Cardiac fibroblasts, which are small in size, are the major non-contractile cell in the heart and make up 2/3 of cells in the heart. In addition to being able to proliferate, these cells are also able to differentiate into myofibroblasts. Myofibroblasts are a subtype of fibroblast cells that are able to secrete large amounts of extracellular matrix proteins. These cells are only present during wound healing and eventually die after secreting these proteins, however issues can arise if the myofibroblasts do not die and continue secreting extracellular matrix (ECM) proteins. By using immunofluorescence and Western Blotting methods during in vivo experiments involving rats, Bryant was able to begin discerning how the ECM affects differentiation and how the ECM composition is altered after a myocardial infarction. Results revealed that collagen type VI, a minor form of a collagen isoform in the heart, is involved in myofibroblast differentiation. Collagen VI is composed of three alpha chains containing large globular proteins located at the end of the chains. Following an MI, there is an increase of collagen VI fibers in the heart 20 weeks after an infarction in rats. From these results, Bryant and her colleagues proposed another question: does the increase of collagen VI fibers cause differentiation myofibroblasts in the post-infarction heart? They found that at 7 days and at 20 weeks, the increase of collagen gives rise to differentiated myofibroblasts, which means that they disappear after about a week (during the inflammatory response) and return again down the road. Although Bryant does not go into much detail about possible mechanisms for the disappearance and reappearance of myofibroblast differentiation, she briefly suggests the possibility of receptors that may be responsible for attaching collagen VI to cardiac fibroblasts.

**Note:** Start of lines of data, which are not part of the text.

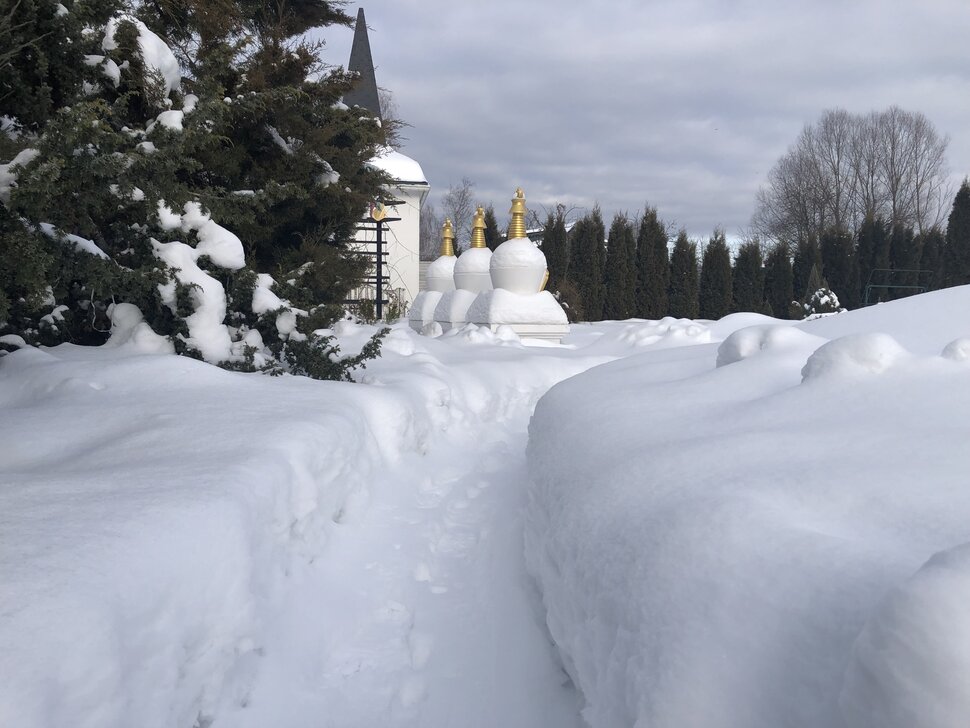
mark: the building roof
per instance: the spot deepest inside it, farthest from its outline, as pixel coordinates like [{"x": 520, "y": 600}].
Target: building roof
[
  {"x": 364, "y": 94},
  {"x": 399, "y": 166}
]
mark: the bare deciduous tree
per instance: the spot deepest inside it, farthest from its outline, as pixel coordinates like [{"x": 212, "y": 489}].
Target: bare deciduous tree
[
  {"x": 459, "y": 205},
  {"x": 843, "y": 168}
]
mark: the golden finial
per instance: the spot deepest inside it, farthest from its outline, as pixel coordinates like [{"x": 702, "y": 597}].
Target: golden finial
[
  {"x": 447, "y": 238},
  {"x": 478, "y": 229},
  {"x": 518, "y": 213}
]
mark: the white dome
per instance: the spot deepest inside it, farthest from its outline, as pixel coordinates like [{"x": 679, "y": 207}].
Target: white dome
[{"x": 472, "y": 270}]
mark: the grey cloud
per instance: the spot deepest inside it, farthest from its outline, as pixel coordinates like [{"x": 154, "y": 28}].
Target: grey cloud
[{"x": 682, "y": 104}]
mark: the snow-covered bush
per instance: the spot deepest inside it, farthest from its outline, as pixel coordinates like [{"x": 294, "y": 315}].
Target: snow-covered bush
[
  {"x": 822, "y": 303},
  {"x": 207, "y": 201}
]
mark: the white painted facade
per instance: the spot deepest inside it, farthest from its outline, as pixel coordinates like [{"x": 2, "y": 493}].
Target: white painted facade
[{"x": 402, "y": 236}]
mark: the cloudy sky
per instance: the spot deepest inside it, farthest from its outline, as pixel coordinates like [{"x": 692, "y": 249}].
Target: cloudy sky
[{"x": 682, "y": 104}]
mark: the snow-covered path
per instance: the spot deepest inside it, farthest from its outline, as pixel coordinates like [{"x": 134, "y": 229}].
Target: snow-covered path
[{"x": 422, "y": 613}]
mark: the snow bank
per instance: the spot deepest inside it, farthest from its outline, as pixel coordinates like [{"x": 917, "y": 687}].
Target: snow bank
[
  {"x": 711, "y": 540},
  {"x": 909, "y": 666},
  {"x": 156, "y": 512}
]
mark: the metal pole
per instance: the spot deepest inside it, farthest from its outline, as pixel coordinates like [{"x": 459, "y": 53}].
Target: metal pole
[{"x": 380, "y": 271}]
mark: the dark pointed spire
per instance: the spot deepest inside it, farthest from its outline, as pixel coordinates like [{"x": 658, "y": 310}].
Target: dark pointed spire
[{"x": 364, "y": 93}]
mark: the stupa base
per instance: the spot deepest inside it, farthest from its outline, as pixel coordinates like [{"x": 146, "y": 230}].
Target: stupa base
[{"x": 551, "y": 333}]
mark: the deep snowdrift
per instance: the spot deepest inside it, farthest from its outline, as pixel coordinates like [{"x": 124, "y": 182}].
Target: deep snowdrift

From the knowledge Bryant and the rest of her colleagues have gleaned from their studies, they have begun new research to try and gain answers to the following questions: 1) are there any genetic alterations that may increase the risk of an MI and 2) are there any single nucleotide polymorphisms (SNPs) in type VI collagen that would increase the risk of an MI? A polymorphism is one specific genetic change that occurs commonly in the population. A SNP is different from a mutation because mutations are less common and more likely to cause a disease then SNPs. In this new current study, Bryant and colleagues focused on a population of individuals who have been admitted to the hospital more than once for an acute coronary syndrome (ACS). Buccal swabbing was performed on these participants in order to obtain their DNA, which would be compared to the control group (those without a history of ACS). PCR analysis was used to amplify the DNA that was obtained in order to observe for the presence of SNPs and other specifics of the genetic material. Some of the SNPs, particularly SH2B3 and COL6A1, have been found in past experiments to be associated with a variety of cardiovascular diseases, including MIs. Because this experiment is not yet complete, Bryant was not able to provide conclusions for the questions posed earlier, however I am interested to know what the results will ultimately reveal. Furthermore, perhaps these pending results will be able to provide some insight in the future on creating prevention methods for those who are found to have SNPs that may increase the risk of some cardiovascular diseases.